Cambodge : "Le Ministère de la vérité"
« A bord d’un camion, un officier désarmé sourit, interpelle les passants : le drapeau blanc, cela signifie le cessez-le-feu, dit-il. »
En fait, il n’existe pas. L’article, qui décrit non seulement les réactions dans la capitale du Cambodge, mais aussi à Washington et ailleurs, a été rédigé à Paris. Les sources : des dépêches d’agences (Kyodo, AP) et l’imagination du journaliste sur place… dans la ville lumière.
Le quotidien français soutient les Khmers rouges (ainsi baptisés par le prince Norodom Sihanouk), comme le Parti Communiste Français soutient les Vietnamiens du Nord, ceux du Vietcong, et le Pathet Lao. Le PCF n’est bien sûr pas seul ; une bonne partie de la gauche européenne, américaine et asiatique soutient ces « libérateurs ».
L’évacuation des villes ? L’Humanité se basant sur des agences étrangères, surtout la russe Tass et la yougoslave Tanjung, confirme puis dément ces évacuations massives, censées mettre les populations urbaines à l’abri d’hypothétiques bombardements américains.

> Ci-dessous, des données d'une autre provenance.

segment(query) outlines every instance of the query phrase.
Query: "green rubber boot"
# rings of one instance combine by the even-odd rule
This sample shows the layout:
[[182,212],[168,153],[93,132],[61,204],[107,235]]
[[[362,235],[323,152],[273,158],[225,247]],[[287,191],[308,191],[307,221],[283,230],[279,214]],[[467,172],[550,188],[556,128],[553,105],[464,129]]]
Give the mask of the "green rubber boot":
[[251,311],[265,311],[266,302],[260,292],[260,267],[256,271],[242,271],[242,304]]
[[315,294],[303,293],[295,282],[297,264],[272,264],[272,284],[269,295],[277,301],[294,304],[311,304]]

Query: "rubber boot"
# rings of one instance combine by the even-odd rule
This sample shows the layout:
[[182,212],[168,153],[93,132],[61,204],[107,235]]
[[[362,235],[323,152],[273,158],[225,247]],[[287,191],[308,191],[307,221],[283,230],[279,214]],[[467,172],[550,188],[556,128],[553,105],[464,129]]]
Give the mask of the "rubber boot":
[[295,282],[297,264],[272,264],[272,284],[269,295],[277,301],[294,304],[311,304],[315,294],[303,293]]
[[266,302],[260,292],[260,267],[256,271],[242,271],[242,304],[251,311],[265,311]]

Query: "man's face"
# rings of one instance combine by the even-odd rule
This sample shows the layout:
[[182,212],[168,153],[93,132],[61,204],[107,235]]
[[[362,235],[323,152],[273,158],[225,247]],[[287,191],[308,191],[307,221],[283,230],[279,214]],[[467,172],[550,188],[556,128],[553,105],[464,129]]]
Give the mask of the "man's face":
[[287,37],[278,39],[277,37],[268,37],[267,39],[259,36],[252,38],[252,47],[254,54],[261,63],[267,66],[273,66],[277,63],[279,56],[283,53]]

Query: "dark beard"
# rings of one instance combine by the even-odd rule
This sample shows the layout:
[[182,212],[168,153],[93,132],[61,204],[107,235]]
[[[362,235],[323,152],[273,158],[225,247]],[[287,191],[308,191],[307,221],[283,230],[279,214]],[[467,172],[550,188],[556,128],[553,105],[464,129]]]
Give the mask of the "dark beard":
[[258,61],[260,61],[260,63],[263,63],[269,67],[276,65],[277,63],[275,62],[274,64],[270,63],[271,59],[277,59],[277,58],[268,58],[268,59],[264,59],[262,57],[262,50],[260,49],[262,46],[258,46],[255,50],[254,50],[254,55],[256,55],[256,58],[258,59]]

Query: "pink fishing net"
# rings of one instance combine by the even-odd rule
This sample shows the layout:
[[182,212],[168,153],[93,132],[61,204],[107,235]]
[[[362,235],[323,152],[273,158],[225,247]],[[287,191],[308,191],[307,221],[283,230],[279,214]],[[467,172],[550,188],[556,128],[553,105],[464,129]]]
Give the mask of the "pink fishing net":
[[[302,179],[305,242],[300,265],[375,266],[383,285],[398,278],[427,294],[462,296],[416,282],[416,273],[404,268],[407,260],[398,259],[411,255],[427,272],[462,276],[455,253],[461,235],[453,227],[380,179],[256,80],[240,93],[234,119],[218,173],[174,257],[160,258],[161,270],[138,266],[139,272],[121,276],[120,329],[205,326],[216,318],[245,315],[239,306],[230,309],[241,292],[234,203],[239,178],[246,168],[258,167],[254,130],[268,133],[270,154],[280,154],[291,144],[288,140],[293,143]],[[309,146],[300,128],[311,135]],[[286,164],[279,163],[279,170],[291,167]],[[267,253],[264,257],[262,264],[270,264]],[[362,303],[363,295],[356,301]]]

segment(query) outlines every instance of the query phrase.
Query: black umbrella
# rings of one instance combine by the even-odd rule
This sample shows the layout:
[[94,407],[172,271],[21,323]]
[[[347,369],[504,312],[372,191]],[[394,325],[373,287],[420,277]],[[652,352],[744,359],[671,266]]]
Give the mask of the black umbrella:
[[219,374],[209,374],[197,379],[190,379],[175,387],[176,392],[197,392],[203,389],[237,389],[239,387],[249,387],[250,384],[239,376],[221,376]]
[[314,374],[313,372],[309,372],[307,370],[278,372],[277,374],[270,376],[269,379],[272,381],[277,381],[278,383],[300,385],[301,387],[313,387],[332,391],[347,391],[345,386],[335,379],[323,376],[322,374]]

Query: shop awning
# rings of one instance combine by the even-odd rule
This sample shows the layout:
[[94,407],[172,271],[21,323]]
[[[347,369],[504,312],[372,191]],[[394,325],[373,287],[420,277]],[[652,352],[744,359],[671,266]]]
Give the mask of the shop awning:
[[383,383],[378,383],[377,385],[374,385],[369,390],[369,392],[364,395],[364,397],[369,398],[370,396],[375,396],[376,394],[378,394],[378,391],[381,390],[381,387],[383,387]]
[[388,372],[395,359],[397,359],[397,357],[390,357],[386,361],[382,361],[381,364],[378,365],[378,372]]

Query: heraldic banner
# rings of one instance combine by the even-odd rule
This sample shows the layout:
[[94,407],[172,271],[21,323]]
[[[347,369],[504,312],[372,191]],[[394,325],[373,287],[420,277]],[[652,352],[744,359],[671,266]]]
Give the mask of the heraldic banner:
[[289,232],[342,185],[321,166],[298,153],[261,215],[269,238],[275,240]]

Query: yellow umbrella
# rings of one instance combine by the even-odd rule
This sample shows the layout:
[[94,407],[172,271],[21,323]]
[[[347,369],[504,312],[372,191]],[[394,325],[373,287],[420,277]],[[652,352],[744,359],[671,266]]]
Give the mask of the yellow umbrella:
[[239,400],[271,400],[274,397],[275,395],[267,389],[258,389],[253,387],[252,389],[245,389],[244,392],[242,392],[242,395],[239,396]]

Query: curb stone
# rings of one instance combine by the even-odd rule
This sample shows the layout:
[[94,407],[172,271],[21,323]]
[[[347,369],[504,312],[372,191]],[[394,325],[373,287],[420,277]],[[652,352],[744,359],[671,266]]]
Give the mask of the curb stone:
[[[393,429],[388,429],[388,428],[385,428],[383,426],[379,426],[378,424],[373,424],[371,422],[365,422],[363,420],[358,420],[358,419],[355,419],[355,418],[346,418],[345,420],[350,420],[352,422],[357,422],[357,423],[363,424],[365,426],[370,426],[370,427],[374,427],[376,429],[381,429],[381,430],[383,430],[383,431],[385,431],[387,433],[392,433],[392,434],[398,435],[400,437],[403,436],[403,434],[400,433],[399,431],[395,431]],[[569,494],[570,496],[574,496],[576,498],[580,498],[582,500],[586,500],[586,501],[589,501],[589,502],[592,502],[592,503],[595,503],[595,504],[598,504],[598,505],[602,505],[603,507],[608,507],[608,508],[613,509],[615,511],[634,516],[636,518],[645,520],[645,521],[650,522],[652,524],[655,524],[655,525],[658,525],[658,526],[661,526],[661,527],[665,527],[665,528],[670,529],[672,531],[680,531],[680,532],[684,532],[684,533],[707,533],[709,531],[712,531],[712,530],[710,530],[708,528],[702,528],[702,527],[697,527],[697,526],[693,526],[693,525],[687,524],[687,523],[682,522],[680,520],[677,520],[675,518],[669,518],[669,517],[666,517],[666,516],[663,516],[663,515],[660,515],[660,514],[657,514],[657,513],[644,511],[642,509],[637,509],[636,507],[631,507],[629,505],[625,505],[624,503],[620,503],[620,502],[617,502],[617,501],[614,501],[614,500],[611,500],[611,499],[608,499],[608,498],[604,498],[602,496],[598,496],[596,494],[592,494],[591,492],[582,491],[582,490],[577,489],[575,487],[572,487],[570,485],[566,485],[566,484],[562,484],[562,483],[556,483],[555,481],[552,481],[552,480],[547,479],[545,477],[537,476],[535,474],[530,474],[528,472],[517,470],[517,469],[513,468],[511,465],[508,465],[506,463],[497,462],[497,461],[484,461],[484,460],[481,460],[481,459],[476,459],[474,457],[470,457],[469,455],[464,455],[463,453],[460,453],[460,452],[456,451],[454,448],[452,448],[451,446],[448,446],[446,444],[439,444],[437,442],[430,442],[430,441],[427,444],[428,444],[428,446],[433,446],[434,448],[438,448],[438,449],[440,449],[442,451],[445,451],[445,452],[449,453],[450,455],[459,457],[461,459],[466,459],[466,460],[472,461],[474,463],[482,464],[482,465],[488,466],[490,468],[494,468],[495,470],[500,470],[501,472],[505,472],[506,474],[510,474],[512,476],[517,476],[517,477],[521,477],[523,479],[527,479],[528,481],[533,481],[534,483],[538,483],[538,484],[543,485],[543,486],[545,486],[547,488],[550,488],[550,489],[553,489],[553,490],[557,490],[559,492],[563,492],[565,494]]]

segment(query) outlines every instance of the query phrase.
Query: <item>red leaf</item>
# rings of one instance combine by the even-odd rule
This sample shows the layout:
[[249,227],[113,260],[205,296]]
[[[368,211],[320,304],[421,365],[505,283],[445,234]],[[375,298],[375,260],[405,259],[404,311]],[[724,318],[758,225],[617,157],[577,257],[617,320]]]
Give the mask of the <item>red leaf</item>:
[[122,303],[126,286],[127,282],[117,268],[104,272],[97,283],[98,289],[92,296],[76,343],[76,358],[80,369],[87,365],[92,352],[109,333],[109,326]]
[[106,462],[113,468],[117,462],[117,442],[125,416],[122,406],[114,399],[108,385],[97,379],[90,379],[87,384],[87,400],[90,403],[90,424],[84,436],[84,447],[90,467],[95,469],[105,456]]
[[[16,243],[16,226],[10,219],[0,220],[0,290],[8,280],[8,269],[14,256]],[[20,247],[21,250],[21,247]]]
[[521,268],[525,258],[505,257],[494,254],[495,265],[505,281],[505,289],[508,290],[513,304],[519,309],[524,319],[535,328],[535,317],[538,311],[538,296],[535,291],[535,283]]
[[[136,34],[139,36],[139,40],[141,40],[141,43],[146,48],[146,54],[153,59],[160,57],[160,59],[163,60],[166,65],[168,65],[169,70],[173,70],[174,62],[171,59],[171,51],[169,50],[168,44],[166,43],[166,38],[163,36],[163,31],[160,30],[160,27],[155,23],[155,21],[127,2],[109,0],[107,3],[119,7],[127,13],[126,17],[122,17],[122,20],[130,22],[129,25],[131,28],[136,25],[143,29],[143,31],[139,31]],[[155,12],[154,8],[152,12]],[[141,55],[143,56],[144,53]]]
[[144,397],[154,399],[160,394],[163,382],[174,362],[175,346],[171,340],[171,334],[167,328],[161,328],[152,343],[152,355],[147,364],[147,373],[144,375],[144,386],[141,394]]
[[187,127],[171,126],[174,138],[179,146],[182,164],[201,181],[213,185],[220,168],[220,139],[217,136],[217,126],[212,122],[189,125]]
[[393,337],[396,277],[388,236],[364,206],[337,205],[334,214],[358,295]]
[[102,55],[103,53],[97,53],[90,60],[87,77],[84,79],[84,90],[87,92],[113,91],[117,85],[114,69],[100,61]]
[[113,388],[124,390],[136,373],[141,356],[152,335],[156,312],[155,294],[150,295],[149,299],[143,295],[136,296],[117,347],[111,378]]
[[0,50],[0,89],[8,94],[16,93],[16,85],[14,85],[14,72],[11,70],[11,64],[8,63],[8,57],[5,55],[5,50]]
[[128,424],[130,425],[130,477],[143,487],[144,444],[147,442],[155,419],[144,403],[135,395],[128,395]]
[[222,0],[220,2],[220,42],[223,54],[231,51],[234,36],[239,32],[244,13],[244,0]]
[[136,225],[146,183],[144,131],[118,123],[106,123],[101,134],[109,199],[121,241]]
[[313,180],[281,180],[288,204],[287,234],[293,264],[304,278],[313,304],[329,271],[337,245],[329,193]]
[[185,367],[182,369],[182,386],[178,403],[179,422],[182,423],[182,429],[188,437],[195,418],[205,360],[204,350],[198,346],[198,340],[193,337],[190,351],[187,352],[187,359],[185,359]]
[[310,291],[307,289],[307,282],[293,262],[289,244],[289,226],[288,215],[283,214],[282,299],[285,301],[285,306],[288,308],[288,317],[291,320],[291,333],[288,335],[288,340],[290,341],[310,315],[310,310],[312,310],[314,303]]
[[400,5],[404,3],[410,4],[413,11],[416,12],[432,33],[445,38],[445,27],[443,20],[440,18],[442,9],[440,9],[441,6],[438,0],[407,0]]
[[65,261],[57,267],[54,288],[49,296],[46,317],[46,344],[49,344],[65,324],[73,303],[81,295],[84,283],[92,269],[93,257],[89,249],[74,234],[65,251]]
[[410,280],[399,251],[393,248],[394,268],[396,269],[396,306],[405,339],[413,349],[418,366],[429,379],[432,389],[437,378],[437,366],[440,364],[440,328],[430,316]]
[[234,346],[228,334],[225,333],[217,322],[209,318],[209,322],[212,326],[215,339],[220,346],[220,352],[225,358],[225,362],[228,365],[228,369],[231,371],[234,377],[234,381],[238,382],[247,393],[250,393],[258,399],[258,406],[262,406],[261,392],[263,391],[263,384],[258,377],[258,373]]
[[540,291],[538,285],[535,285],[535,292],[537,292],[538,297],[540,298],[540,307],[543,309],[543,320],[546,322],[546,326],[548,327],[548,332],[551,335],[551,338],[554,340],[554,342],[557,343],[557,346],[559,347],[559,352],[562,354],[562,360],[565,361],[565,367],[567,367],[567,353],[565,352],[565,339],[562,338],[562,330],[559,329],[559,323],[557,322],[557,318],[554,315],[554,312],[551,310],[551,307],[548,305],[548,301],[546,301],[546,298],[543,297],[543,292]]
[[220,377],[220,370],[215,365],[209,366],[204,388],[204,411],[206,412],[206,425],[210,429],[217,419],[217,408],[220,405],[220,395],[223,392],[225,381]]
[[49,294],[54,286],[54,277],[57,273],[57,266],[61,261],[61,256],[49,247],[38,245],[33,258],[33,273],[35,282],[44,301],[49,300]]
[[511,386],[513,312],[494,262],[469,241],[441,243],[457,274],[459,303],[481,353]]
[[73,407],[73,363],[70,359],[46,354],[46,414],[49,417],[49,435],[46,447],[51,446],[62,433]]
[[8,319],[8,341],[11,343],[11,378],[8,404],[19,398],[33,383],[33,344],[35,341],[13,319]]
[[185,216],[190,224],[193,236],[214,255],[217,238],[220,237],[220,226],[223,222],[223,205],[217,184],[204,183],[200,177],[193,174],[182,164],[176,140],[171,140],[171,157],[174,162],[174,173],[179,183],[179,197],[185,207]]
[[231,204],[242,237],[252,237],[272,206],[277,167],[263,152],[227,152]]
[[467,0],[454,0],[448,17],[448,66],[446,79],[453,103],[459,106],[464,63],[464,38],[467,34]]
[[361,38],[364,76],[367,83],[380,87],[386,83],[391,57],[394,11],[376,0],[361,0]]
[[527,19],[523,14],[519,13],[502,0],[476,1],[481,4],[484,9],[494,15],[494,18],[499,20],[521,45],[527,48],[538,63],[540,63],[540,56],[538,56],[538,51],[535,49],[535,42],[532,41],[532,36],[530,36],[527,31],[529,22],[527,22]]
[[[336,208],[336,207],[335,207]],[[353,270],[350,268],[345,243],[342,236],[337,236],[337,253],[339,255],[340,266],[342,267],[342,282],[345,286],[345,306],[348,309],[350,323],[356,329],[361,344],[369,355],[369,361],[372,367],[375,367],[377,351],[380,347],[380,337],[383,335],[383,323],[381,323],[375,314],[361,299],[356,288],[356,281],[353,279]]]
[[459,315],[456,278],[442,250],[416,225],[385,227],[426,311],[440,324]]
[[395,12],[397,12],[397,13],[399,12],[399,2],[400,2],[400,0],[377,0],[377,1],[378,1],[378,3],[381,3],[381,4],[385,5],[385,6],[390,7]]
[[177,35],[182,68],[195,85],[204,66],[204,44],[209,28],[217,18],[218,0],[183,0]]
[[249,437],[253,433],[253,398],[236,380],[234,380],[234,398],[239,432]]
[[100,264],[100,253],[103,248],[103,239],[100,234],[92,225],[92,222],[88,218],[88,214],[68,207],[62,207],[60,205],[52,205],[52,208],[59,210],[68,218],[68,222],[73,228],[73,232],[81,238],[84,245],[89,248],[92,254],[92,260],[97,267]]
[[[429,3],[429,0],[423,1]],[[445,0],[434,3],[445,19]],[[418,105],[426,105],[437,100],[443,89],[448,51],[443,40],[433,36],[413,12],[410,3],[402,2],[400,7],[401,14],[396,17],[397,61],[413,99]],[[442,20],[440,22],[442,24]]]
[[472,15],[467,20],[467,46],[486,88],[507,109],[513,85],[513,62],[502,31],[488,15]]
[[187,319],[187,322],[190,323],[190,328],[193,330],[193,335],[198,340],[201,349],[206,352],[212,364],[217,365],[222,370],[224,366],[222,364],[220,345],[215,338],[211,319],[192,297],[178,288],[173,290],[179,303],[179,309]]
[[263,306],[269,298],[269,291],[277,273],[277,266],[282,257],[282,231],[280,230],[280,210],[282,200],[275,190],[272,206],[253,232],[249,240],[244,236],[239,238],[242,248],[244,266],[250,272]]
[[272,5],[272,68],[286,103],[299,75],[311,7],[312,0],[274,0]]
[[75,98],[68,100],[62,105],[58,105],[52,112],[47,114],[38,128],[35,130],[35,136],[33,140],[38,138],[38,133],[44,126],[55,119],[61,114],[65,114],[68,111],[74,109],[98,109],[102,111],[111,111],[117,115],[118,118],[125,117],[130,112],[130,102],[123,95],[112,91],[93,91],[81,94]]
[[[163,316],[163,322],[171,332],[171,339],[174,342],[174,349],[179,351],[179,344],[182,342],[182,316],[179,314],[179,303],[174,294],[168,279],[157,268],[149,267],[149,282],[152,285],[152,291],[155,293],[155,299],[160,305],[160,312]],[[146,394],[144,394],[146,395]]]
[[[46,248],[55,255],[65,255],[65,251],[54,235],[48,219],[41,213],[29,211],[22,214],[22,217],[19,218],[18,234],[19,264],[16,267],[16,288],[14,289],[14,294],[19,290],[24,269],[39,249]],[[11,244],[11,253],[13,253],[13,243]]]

A partir de 1976, le journal du PCF dénonce « la campagne d’intoxication » de la presse capitaliste, qui commence à faire échos aux déclarations des milliers de réfugiés qui affluent à la frontière thaïlandaise ; et de citer quelques dizaines de Cambodgiens, étudiants à Paris. Ces jeunes idéalistes ont décidé de rentrer au pays, qu’ils ont quitté depuis des années. Beaucoup seront emprisonnés – et parfois exécutés – dès leur arrivée à l’aéroport de Pochentong.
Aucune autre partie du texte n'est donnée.